Very often part of the purpose of the policy is to end debate about how to handle an issue, and to get the “crackpots and geniuses” to STFU.

That's not a motivation that policy sponsors usually want in print, though.


> You could have one pamphlet with the policy, and a separate book with the reasoning, and instruct people to check the book when proposing a change or exception.

That's still a significant trade-off: putting together a book with the reasoning would be a lot more expensive than just creating the pamphlet. Your organization might not be able to afford the cost, period, or your boss may not agree to spend all that money just to make a minority of engineers happy in a few narrow cases. Then there's the question of how many people would actually consult the book of rationales; maybe it'd only be a handful.

I'm guessing most organizations tend to pursue a "minimum viable policy" tradeoff: spend as little effort as possible to create a policy that addresses a particular set of high-priority problems (since that is easily justifiable), and ignore more theoretical concerns like worker education and the personality preferences of certain kinds of individuals.
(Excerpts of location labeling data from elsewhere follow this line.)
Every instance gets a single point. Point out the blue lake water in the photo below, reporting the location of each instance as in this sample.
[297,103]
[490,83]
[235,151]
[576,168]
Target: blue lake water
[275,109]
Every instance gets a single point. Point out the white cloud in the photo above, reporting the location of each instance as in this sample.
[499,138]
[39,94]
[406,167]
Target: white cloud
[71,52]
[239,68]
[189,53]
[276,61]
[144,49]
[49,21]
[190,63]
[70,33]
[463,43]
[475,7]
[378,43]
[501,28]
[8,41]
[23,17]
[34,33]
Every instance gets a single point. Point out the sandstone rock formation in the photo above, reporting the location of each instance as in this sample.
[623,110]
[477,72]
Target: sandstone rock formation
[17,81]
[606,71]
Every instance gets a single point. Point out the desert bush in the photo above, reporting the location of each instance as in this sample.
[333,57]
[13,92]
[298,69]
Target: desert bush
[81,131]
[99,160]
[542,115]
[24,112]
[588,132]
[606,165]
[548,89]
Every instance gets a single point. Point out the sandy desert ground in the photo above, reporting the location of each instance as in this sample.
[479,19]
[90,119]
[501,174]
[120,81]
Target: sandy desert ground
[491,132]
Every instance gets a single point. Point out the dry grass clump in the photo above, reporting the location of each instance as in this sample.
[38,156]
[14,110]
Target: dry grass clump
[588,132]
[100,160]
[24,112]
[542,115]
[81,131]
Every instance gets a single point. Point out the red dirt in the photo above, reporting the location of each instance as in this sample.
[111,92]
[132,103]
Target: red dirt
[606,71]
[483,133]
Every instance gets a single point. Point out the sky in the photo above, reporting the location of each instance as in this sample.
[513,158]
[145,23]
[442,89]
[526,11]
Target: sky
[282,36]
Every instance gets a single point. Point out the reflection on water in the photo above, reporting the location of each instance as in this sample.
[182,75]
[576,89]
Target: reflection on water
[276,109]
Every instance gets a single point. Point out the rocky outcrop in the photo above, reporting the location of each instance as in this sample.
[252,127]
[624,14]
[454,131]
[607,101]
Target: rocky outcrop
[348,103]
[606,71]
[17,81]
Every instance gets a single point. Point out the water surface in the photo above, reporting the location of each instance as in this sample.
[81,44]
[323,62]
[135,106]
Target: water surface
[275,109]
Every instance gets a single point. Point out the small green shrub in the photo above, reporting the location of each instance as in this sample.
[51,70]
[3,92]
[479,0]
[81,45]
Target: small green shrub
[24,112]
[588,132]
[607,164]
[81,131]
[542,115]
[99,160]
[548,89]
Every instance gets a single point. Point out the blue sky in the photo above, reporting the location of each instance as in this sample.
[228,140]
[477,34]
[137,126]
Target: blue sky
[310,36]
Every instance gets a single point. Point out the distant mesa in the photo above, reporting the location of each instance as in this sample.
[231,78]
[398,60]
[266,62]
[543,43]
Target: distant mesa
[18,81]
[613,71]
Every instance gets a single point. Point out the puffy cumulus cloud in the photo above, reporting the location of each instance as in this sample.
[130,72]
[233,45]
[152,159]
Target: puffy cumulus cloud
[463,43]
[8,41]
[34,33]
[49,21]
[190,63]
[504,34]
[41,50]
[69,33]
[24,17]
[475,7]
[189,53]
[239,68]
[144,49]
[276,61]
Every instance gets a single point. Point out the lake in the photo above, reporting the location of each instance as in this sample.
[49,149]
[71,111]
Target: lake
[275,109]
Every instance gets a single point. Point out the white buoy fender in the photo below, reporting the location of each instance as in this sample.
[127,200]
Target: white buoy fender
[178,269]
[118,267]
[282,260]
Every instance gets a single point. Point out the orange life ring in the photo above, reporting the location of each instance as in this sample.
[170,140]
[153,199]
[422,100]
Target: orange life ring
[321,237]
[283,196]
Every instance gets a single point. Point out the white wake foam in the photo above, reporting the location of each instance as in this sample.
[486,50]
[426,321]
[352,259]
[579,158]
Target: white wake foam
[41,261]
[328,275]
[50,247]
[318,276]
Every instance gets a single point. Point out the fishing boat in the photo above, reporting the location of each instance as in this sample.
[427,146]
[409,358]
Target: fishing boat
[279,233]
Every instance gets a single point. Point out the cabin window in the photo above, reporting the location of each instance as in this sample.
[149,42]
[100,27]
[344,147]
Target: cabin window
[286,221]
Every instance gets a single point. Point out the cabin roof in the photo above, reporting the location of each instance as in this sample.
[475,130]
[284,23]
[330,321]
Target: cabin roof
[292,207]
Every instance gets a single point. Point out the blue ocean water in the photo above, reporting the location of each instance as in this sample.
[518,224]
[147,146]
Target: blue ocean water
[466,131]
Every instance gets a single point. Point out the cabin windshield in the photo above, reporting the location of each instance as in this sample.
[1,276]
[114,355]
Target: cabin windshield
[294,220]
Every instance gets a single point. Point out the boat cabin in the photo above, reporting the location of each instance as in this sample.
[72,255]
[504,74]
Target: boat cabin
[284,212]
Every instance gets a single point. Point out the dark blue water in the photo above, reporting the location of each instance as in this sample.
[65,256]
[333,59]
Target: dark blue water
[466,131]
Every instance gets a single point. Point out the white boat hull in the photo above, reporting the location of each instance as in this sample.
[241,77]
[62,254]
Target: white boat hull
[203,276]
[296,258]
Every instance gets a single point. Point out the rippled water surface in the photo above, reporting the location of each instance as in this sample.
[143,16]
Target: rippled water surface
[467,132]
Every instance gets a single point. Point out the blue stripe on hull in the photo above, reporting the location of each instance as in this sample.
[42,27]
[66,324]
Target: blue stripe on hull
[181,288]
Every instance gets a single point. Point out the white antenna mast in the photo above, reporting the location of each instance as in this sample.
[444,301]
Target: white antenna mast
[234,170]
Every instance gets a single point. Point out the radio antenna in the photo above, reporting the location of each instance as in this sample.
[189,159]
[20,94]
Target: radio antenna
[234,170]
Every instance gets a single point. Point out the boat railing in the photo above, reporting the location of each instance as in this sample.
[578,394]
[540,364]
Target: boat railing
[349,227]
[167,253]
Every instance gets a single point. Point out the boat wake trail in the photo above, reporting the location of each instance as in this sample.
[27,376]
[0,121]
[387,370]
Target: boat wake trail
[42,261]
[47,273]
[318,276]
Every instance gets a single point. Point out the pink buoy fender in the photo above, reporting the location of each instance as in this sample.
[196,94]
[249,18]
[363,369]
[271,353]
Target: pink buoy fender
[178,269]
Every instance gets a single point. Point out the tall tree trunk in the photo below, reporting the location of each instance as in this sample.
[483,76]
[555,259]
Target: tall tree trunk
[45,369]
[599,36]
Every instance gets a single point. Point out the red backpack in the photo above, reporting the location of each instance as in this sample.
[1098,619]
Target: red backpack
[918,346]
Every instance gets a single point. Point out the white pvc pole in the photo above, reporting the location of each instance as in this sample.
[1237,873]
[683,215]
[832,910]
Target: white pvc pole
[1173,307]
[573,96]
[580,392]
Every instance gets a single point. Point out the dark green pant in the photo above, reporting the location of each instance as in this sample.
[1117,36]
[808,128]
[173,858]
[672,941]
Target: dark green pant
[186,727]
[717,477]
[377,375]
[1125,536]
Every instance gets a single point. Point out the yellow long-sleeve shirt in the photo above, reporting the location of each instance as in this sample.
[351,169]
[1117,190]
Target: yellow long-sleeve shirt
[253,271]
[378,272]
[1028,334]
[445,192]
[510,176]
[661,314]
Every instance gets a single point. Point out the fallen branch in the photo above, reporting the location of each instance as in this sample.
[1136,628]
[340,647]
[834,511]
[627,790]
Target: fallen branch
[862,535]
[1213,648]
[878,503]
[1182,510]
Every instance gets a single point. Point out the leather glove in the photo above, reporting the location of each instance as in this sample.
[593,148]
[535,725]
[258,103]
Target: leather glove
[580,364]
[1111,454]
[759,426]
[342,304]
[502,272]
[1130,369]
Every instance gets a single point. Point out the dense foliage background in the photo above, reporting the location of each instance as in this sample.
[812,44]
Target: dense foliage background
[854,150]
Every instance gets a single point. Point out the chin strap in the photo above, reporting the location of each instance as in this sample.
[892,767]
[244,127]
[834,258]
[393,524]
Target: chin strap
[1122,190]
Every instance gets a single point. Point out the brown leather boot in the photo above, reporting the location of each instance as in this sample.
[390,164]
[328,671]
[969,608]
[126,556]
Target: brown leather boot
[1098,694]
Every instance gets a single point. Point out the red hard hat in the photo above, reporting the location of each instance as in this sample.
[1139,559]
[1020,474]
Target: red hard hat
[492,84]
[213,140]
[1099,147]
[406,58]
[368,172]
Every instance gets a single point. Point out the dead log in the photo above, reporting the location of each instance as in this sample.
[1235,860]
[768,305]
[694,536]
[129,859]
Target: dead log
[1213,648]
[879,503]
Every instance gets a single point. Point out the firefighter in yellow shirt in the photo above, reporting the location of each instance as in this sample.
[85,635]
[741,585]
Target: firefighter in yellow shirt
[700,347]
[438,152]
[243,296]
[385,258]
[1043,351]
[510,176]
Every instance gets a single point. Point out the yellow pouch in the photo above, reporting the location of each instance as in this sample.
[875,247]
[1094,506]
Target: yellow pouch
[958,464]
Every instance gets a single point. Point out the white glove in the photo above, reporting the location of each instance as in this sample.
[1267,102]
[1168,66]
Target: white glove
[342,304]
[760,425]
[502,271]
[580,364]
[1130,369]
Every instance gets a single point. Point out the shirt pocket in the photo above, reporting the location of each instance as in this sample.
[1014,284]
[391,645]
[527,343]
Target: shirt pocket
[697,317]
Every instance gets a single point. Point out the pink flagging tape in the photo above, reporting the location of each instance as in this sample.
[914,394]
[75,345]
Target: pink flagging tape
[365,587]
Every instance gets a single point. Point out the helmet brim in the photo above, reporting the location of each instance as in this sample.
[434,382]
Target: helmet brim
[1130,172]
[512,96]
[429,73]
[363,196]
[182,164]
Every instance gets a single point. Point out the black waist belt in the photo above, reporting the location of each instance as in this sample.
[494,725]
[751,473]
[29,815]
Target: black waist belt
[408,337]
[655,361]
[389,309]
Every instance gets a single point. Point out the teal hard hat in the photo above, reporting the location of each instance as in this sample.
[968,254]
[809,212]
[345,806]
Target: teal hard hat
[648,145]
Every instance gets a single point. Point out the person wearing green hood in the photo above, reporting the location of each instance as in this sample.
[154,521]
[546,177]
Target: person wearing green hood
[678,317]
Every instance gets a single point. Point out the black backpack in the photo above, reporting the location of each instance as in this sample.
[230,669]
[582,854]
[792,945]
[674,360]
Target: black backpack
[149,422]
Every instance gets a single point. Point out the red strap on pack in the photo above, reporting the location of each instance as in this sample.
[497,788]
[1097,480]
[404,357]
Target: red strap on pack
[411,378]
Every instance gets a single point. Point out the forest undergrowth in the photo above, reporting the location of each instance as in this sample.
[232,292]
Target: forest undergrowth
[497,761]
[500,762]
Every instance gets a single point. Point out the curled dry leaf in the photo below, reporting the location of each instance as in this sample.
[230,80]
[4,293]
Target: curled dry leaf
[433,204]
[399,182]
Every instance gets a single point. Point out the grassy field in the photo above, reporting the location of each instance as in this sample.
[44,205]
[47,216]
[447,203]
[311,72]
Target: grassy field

I'd explain why you're misconceiving the tradeoff, but we have a policy against omitting policy rationales, and that's that. ;)

>Then there's the question of how many people would actually consult the book of rationales; maybe it'd only be a handful.

Well, it's supposed to only be a handful: the handful of people who know more than the policymaker.


It’s almost as if there is no single technique for reaching all members of a target audience...

You need two documents, minimum. One with rules, others to justify them.


> On the other hand, a reason can convince people,

Policies very often have official reasons for just this propaganda purpose, but it's worth noting that the reasons cited for the purpose of motivating compliance are often chosen for the specific purpose of how well they are anticipated to motivate compliance and not how well they reflect the actual reasons the policy is adopted, and thus they often are not in practice a good tool for understanding how to challenge the policy effectively.


I think it depends on the person. For myself (and probably many people with the hacker mindset), I don't like useless rules and want a justification or I tend to think I "know better" which is of course sometimes true and sometimes not.

I used to think this was a rebellious streak but perhaps it's just from that desire to know how things work. Absent a reason, I'll find my own.

A lot of people don't care either way, rules make life simple so there's no need to complicate it further.